A couple posts about race today and tomorrow. This one is about a book. Dan Gutman has written a nice series of books that the shorter of the short people enjoys. The protagonist is a boy living with his mother after a divorce who loves to play little league. He discovers an old baseball card in the attic and finds that he has the power to travel in time by rubbing the cards. He is transported back to the time of the card and finds himself in adventures with famous ballplayers.

They are thoughtful and well-researched. The Shoeless Joe Jackson book, for example, not only shows great empathy for what it must have been like for Joe to be famous and illiterate (his wife signed the autographs), but also showed how organized crime was a part of the times and the fear and frustrations that came from living through the flu epidemic.
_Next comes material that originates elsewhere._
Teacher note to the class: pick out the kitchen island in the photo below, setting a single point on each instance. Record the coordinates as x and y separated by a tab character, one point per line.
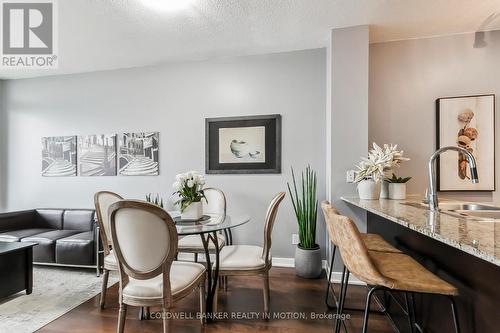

He's been reading them and we were pleased to see a Jackie Robinson book in the series because we are always keen to bring up questions of social justice and do not want to hide from our children the explicitly racist past of this society and the way in which racist echoes still remain. They need to see injustice to be moved to help.

But then we read through before giving it to him and found an artistic decision that worried us. Gutman, not wanting to sugar-coat the treatment that Robinson received has him regularly called the n-word in the course of the book. On the one hand, it does perfectly well mesh with his historical accuracy and demonstrates how bad it was for Robinson. At the same time, I don't want my child exposed to that word yet. On the one hand, we have obliquely discussed lynching, but left out much of the gruesome nature of the act. On the other hand, this is a form of linguistic racism that is still live.

So, the question for today is how soon, how ugly? How much of our history should we be honest about and when?